I have 2 2-bit inputs (eventually need to design for k-bit, but let's start here) and there are 2 2-bit outputs that output the max on one side and min on the other.

What I have so far...

{Image attached if helpful}...

Ignore the subscripts on MX and MN....assume MX1 MX0 and MN1 MN0 for Max and Min bits

...given the two inputs, I have one output that is 1 if X is Max or 0 if X is Min, and another output that is 1 if Y is Max, or 0 is Y is min.

Conceptually, I'm thinking to use these as inputs for a multiplexer, where one takes in both those inputs and uses them against the X and Y bits to determine which ones it's outputting to MAX, and another for MIN. Then I remembered that a Multiplexer gives out one bit.

I thought maybe another circuit we learned, a decoder, might be helpful, but I can't quite see that working either. Having explained my approach so far, can somebody guide me to the next steps? My teacher is very unresponsive, and threads relating to this problem have not been helpful, hopefully somebody can help me specifically with what I have so far!

  • \$\begingroup\$ I'm not reading you very well. Do you want to take two k-bit inputs and compare them so that you always output the max value of the two on one k-bit bus and the min value of the two on the other k-bit bus? Or do you have some hidden max and min values somewhere you are comparing to? Or what? I'm not fully getting where you are headed. \$\endgroup\$ – jonk Oct 27 '16 at 0:51
  • \$\begingroup\$ Could you please add a truth table to your question? \$\endgroup\$ – Daniel Oct 27 '16 at 0:55
  • \$\begingroup\$ The truth table would be pretty large. I'm sorry if I was scattered and unclear. Let me try again. output1 is the bits of the larger input, output2 is the bits of the smaller input.
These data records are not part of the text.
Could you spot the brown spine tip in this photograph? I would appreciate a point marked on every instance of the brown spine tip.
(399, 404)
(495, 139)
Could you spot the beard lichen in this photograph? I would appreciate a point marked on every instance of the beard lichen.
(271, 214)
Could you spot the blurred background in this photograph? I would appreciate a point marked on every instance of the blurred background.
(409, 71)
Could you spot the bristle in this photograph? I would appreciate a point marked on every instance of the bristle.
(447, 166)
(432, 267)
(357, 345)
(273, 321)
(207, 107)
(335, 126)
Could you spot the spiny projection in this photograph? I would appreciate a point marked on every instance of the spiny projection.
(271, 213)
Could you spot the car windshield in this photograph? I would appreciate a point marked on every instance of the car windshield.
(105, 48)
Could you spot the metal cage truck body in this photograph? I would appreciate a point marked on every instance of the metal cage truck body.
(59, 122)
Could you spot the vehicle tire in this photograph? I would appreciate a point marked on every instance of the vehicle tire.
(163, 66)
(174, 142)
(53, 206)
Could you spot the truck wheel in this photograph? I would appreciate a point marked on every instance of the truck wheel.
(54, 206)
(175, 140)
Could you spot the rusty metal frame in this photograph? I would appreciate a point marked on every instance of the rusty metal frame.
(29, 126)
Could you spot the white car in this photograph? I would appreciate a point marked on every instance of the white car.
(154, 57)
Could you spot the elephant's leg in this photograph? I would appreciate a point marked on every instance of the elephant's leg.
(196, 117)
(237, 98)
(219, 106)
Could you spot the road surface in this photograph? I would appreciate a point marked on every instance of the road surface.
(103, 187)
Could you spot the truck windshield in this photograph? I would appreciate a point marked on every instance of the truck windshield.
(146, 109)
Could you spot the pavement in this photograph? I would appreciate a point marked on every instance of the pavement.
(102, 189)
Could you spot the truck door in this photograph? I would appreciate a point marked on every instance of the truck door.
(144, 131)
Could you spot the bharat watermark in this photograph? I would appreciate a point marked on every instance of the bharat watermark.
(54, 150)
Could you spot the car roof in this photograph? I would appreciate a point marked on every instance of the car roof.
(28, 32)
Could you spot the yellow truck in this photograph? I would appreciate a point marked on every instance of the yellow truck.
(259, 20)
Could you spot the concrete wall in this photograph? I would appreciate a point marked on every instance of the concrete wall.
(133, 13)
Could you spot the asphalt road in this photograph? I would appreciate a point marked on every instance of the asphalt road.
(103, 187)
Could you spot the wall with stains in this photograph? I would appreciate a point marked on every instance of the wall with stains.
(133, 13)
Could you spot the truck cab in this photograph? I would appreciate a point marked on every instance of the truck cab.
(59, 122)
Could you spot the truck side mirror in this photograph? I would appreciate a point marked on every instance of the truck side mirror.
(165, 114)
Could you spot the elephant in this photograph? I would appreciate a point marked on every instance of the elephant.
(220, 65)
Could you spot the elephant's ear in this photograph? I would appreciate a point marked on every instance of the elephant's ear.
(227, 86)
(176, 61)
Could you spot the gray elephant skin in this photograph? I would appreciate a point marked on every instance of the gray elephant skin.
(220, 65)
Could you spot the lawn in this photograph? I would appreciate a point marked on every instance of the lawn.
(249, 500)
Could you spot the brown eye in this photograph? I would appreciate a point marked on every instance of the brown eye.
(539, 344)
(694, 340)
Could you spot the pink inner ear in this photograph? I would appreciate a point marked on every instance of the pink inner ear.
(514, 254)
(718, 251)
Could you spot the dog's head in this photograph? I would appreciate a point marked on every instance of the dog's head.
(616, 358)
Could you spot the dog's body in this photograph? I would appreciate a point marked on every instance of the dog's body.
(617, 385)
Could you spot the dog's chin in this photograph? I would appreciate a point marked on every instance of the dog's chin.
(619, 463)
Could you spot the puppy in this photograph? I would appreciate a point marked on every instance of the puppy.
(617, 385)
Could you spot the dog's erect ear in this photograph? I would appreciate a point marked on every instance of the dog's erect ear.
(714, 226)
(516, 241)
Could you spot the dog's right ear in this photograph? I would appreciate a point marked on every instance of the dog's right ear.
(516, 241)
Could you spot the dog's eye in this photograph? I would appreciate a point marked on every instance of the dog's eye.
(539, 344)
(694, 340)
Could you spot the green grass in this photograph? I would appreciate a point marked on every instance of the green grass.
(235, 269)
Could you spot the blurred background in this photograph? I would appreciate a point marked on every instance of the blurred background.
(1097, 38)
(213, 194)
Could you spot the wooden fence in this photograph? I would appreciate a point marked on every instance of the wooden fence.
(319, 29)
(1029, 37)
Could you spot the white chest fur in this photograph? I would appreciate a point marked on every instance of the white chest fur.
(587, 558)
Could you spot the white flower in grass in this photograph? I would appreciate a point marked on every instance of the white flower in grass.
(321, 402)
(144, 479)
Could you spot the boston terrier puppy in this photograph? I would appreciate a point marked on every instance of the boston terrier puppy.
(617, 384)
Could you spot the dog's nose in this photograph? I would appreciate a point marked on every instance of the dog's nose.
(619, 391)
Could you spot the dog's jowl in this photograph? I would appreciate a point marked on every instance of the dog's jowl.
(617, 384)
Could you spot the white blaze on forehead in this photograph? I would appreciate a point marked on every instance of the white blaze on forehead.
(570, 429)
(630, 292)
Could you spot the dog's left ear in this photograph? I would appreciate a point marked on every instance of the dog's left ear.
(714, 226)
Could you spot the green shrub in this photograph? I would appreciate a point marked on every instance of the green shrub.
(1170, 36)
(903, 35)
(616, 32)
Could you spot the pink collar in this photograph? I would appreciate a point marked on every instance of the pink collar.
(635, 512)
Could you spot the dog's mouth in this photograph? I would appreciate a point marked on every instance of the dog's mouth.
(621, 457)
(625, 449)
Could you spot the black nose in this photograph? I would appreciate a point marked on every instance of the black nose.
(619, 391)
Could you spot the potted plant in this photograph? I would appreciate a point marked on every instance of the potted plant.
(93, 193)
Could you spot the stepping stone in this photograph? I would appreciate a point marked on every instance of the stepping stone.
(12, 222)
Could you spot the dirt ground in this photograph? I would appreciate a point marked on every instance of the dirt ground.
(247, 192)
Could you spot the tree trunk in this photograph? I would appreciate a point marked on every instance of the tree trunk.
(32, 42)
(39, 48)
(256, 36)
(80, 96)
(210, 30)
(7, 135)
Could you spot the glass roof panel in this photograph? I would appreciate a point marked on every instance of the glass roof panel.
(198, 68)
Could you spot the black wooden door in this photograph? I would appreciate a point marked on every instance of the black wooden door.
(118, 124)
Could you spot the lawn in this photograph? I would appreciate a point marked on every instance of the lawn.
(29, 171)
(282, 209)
So if you give it two inputs, one output represents the Max of the two, the other output represents the Min of the two. each input is k-bits, so each output is k-bits. \$\endgroup\$ – Natalie Spatharakis Oct 27 '16 at 1:11
  • \$\begingroup\$ What I ended up doing, I can show in a picture -- I'm not quite sure if it's correct, but I think it is. I made 1 MUX that takes C1 and C2, which represent Cx = 1 if INPUTx is the larger one. And it determines there which bits, from X or Y, go into the MAX output. Then another for the MIN output, but "not"ing the Cs so it's for minimum. Does that....make sense? \$\endgroup\$ – Natalie Spatharakis Oct 27 '16 at 1:13
  • \$\begingroup\$ A 4-input binary truth table should only ever be capable of 16 states. \$\endgroup\$ – Daniel Oct 27 '16 at 1:51

I don't completely understand but you can implement any 4 input function in a 16 to 1 multiplexer. Say for example you use a 74150 with select inputs A,B,C,D. You could put A=X0, B=X1, C=Y0, and D=Y1. Then you just pull up or ground the corresponding inputs. So for example if you input DCBA=1001, so Y>X output 9 would be 1 for CO. A second chip would do C1. When you connect the multiplexer like this you are actually building a 16x1 ROM. That should help you with your bigger input vectors. I'm wondering what you are going to do when X=Y? Except for what happens when the inputs are equal, it looks like C1 is the inverse of C0. That would save you the second multiplexer.

  • \$\begingroup\$ The logical thing (to me) would be for when X=Y, both outputs would have that value. Because if (say) 3=3, then 3 is the lowest value and 3 is the highest value. \$\endgroup\$ – Ian Bland Oct 27 '16 at 1:22

Here is my extremely silly answer to this question. It involves exploiting a "priority encoder"


simulate this circuit – Schematic created using CircuitLab

And it takes advantage of symmetry of binary numbers using an inversion.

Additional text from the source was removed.